Contre toute attente, Ryan Murphy frappe une nouvelle fois fort, en s’éloignant des clichés pour offrir une vision nuancée de cette affaire complexe. Sa stratégie ? Alterner les deux versions de l’histoire avec une conviction égale, laissant le spectateur, comme le jury de l’époque, face à un dilemme. Doit-on croire les fils, qui prétendent avoir tué leurs parents en légitime défense après des années d’abus ? Ou adhérer à la version de l’accusation, qui parle d’un double meurtre commis par deux psychopathes avides de s’emparer de l’héritage familial ?
Ce qui rend cette série si captivante, c’est que des preuves existent pour appuyer l’un ou l’autre des scénarios, et des témoins de la famille Menendez confirment ces deux hypothèses contradictoires. Les débats ne manqueront pas d’animer les téléspectateurs, chacun prenant parti pour l’une des versions.

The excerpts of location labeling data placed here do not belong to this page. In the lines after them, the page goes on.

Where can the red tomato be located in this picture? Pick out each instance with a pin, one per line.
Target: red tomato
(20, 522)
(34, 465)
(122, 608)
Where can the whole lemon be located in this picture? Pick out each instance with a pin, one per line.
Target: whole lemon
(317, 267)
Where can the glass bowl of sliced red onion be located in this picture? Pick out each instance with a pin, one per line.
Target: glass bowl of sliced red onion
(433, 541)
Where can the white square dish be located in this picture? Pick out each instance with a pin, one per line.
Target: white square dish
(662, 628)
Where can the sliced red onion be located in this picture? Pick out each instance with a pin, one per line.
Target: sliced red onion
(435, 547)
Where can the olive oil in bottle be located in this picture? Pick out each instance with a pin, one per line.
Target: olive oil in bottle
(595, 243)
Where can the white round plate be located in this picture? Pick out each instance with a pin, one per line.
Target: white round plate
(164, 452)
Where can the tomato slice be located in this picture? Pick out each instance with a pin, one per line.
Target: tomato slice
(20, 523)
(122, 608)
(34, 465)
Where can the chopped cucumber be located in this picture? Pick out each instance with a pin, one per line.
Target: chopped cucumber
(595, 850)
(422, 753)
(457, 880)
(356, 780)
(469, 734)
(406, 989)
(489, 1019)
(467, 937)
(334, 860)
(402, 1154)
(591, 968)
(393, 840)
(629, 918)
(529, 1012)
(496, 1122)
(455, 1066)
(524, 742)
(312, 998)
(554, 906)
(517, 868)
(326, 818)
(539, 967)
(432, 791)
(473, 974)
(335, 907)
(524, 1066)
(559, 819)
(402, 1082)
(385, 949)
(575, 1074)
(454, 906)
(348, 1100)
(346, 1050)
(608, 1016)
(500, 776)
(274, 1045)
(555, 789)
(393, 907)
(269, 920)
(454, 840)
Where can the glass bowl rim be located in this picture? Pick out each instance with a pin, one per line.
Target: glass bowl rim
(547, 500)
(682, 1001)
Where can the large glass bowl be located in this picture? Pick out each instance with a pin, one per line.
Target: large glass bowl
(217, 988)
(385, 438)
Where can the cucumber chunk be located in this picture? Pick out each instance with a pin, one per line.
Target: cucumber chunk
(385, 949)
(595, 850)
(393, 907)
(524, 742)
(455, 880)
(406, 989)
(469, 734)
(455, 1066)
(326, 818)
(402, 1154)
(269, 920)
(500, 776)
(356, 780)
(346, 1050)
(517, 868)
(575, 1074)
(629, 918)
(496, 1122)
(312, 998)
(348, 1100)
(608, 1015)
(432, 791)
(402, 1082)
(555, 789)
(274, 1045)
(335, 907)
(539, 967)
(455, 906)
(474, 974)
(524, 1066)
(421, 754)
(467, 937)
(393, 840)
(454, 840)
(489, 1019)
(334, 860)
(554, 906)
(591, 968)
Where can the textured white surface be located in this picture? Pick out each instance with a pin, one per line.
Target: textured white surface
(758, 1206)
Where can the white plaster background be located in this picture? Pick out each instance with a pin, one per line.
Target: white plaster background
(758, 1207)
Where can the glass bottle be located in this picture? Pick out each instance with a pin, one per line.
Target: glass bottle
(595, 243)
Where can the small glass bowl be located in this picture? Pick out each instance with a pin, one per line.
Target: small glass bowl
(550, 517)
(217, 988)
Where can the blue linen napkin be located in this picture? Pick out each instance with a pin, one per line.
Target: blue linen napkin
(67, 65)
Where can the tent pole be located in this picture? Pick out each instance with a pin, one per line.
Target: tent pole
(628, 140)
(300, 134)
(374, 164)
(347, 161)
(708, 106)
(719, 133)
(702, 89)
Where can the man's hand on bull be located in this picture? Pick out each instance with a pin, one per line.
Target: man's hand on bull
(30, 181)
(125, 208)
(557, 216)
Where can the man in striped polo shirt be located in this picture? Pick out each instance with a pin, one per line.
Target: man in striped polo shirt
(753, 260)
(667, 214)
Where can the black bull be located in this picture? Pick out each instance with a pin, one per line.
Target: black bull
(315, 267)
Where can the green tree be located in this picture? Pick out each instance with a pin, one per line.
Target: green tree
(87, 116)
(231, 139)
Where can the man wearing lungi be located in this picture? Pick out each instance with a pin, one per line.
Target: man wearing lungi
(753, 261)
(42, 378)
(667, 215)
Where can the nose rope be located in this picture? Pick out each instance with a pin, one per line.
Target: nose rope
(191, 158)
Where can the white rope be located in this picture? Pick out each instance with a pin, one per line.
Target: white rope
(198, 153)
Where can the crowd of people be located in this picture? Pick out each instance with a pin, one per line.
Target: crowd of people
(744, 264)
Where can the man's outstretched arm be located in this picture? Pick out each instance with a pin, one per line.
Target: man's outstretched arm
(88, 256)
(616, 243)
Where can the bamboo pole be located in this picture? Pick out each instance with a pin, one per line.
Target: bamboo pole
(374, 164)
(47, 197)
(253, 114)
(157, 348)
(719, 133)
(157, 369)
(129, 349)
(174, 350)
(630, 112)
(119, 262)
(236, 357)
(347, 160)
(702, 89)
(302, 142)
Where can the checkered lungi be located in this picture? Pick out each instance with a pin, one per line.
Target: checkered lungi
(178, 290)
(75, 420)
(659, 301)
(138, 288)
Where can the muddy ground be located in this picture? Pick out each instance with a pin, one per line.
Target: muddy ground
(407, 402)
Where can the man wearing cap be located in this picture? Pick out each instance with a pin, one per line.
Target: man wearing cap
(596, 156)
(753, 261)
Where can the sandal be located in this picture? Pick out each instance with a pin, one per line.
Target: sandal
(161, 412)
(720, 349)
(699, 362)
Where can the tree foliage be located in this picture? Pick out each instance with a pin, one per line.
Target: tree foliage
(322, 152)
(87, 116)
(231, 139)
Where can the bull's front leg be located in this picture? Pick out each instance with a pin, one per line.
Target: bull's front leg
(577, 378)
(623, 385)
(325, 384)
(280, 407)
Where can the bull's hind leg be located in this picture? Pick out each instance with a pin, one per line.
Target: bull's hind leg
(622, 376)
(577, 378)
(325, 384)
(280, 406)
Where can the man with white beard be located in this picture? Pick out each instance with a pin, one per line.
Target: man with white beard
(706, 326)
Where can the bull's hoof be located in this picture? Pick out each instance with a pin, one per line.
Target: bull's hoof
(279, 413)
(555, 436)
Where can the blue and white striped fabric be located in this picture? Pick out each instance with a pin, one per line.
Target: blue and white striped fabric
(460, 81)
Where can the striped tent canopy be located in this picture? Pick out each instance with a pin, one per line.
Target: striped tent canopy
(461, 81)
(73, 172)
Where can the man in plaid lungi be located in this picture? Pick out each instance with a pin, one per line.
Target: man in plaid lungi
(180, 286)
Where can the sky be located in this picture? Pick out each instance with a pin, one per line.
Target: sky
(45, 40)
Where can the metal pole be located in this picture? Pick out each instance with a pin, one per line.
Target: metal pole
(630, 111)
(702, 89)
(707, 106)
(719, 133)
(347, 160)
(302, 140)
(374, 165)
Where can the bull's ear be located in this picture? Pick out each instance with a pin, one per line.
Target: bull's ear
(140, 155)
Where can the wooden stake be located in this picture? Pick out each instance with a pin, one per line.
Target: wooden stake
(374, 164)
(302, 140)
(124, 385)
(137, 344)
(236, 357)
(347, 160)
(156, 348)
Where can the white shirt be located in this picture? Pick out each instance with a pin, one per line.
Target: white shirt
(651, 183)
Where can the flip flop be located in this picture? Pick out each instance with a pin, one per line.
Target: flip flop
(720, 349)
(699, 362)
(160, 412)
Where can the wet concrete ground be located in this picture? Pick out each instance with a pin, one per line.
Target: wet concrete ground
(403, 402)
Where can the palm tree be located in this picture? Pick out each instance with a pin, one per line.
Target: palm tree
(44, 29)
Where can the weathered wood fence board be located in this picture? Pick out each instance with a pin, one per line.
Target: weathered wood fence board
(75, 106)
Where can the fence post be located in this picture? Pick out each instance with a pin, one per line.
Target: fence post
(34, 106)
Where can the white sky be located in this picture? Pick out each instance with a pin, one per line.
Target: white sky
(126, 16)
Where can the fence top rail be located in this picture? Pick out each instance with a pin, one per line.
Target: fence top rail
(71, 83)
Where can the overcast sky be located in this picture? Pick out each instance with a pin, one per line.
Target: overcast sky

Une critique des mécanismes de persuasion
Ce qui distingue Monstres : L’histoire de Lyle et Erik Menendez, c’est son habileté à montrer comment une histoire peut être façonnée pour manipuler les émotions et les croyances. Comme lors du procès original, où les jurés avaient été émus aux larmes par les récits des horreurs perpétrées par José Menendez (joué par un Javier Bardem éblouissant), la série nous amène à sympathiser avec les accusés. Mais à l’image du second procès, où les jurés furent outrés par la froideur calculée des deux frères, le spectateur est ensuite invité à douter de cette version et à voir les fils Menendez comme de machiavéliques menteurs.
L’épisode central, The Hurt Man, est un chef-d’œuvre de mise en scène. Pendant trente-cinq minutes, on assiste à un monologue déchirant d’Erik Menendez, interprété avec brio par Nicholas Alexander Chavez. La caméra, en plan fixe, avance lentement vers le personnage, capturant l’intensité émotionnelle de cette confession ambiguë.
Nouvelles preuves et potentielle réouverture du dossier Menendez
L’impact médiatique de la série pourrait bien avoir des répercussions dans la réalité. En effet, de nouvelles preuves découvertes récemment pourraient relancer l’affaire. En 2015, une lettre écrite par Erik Menendez huit mois avant le meurtre a été retrouvée après le suicide de leur cousin, Andy. Cette lettre détaillait les abus sexuels subis par Erik de la part de son père, un élément longtemps ignoré par la justice.
Lors d’une conférence de presse à Los Angeles le 3 octobre dernier, le procureur George Gascon a confirmé que des documents corroborant les accusations des frères Menendez étaient désormais entre les mains des autorités. De plus, un témoignage crucial de Roy Rossello, ancien membre du boysband Menudo, pourrait bouleverser l’affaire. Dans un documentaire de 2022, Rossello affirme avoir été lui aussi victime des abus de José Menendez lorsqu’il travaillait chez RCA Records.
Une chose est sûre : la saga des frères Menendez est loin d’être terminée.